Throughout the series of crises, politicians will attempt to interfere in the game, but the third stage of the crisis will nevertheless begin. Since banks were “saved” with large bailouts, politicians will also begin to lavish corporations with various aid packages. The recent charade of automakers begging for money is only the beginning. Thus, measures will be undertaken that, in the opinion of politicians, will help the economy and save jobs, something that will likely become known as Obama's “ New New Deal”. This will include a multitude of spending programs and, above all, the loaning of credit with astronomical increases in the money supply, together with the classifying of the corresponding numbers into the trillions. Just like now nobody talks any more in terms of millions, so in the not so distant future no one will be talking any more in terms of billions. Trillions will be the order of the day. Perhaps bank lending standards will be relaxed. Perhaps the government will lavish the banks with a lot more money than it does today, just to keep them lending. Perhaps the central bank will directly monetize private debt. Perhaps the government will guarantee many more corporate loans, just like it recently guaranteed the securities/loans of the GSEs.
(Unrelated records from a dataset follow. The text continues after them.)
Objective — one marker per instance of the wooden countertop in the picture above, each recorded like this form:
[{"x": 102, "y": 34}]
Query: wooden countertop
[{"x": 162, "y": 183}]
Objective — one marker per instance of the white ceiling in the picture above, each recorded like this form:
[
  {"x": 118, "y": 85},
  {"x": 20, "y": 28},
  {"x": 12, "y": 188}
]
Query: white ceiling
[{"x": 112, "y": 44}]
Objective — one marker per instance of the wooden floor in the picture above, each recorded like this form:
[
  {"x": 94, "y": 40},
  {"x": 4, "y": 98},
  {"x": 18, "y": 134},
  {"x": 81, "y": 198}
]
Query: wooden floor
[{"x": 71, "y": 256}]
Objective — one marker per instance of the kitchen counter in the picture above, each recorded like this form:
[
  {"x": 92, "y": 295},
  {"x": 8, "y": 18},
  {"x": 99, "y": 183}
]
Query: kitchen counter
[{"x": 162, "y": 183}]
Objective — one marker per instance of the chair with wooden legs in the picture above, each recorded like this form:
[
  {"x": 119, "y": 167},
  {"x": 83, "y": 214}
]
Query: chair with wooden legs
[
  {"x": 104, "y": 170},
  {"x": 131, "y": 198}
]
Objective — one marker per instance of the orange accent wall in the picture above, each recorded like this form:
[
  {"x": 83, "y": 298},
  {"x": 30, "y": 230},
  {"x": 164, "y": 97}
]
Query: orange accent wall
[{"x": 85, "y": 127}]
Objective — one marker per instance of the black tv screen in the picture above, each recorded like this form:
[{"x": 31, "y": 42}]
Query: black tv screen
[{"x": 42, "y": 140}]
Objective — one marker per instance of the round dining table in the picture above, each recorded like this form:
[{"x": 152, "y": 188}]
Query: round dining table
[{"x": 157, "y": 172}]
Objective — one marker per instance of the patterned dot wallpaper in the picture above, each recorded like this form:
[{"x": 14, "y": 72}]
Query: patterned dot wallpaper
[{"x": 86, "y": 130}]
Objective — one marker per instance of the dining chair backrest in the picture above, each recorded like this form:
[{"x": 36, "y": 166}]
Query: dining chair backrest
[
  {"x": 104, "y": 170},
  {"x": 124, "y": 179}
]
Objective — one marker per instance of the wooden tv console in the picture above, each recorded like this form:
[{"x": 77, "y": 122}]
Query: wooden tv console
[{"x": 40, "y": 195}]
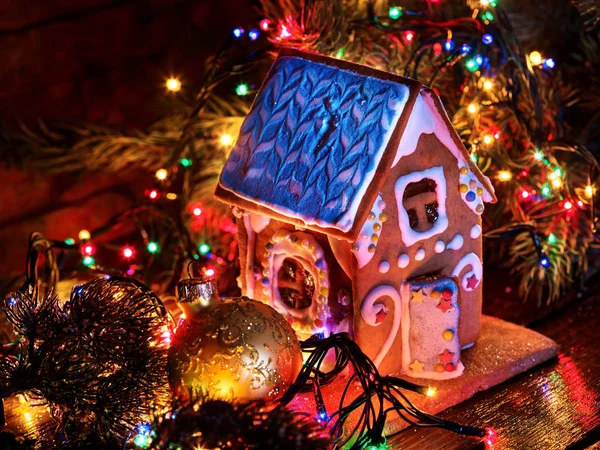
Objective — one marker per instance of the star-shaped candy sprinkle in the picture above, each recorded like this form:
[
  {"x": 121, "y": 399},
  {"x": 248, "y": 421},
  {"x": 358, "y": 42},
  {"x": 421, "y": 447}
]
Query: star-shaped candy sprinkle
[
  {"x": 445, "y": 304},
  {"x": 416, "y": 366},
  {"x": 472, "y": 282},
  {"x": 418, "y": 296},
  {"x": 446, "y": 357}
]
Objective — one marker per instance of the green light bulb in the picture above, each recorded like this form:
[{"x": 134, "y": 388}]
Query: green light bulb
[{"x": 242, "y": 89}]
Perhaps GSEs will proliferate throughout the economy, transforming the U.S economy into the “GSE Economy”, transforming a former great capitalist economy into a modern-day nationalsozialistische economy. Perhaps the government will implement all of the above.

It will seem for awhile that peace has arrived, that the crisis has been overcome, as if the bankrupt companies have been “saved”, although this will only be the calm before the storm. If there is already more money in the financial system than actual goods, then after the subsequent injections of money, more like dropping money from helicopters or showering corporations with money, the economic ship will begin to heel.
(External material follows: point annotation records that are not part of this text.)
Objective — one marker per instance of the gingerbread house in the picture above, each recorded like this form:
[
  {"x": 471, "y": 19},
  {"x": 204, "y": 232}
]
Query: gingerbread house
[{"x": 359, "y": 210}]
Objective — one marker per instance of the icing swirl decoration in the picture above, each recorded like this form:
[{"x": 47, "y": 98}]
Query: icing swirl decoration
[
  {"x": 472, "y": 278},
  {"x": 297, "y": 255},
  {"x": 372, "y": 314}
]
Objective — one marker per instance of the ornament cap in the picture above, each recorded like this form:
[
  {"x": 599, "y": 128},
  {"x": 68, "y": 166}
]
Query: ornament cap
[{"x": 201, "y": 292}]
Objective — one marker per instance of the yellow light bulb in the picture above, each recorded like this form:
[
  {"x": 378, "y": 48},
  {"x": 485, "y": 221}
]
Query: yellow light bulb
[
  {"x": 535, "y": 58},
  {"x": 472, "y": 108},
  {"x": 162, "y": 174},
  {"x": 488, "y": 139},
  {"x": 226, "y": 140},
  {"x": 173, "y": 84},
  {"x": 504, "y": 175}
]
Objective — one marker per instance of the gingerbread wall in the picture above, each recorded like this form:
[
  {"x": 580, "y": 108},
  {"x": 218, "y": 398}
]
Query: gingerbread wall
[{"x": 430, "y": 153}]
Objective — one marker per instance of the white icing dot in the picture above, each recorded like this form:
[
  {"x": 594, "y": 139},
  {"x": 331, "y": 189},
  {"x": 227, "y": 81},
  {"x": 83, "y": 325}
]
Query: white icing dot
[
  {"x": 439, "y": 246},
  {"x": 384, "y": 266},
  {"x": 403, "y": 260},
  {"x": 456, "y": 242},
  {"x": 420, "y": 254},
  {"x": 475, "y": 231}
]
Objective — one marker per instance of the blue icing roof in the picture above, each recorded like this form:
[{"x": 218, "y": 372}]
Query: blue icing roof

In this stage, the third stage, the hyperinflation scenario will begin when people realize that the money in banks will buy them next month half as much as it did this month. Then panic will ensue. People will begin to buy essential and non-essential items, just as long as there is something of value that can be obtained in exchange for their colourful pieces of worthless paper. Manufacturing enterprises would no longer want to sell goods, because the money received in exchange for the sale of their goods is not sufficient to purchase the new raw materials. Everyone who sells an actual object or good for paper money is a loser, since the same money is no longer enough to purchase again the same goods. Money created out of thin air electronically has brought tremendous benefits to the initial users and issuers, but at the expense of the wider masses through the collapse in their standards of living in this stage.
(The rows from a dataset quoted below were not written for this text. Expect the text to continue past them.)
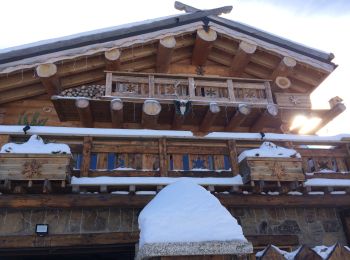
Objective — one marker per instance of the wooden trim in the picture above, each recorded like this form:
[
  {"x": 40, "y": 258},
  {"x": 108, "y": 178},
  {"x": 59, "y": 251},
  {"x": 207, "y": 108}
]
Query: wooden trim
[{"x": 139, "y": 201}]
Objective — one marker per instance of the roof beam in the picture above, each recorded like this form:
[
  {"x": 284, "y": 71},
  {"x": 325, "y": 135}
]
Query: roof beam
[
  {"x": 48, "y": 77},
  {"x": 242, "y": 58},
  {"x": 84, "y": 110},
  {"x": 112, "y": 57},
  {"x": 117, "y": 112},
  {"x": 210, "y": 116},
  {"x": 166, "y": 48},
  {"x": 202, "y": 47}
]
The third phase will be chaotic and difficult. The details are difficult to predict, but if history is any judge, the politicians won't be asleep. They will likely pass a number of important laws, prices will be fixed, wages will be standardized, foreign currency accounts will be frozen; in general, everything that could be done, will be done, and this will only serve to extend the agony. Social upheaval and riots will be suppressed by brute force; many democratic freedoms and values will likely be lost. As of today, the hyperinflation spiral and Zimbabwe Syndrome have reached the point of no return.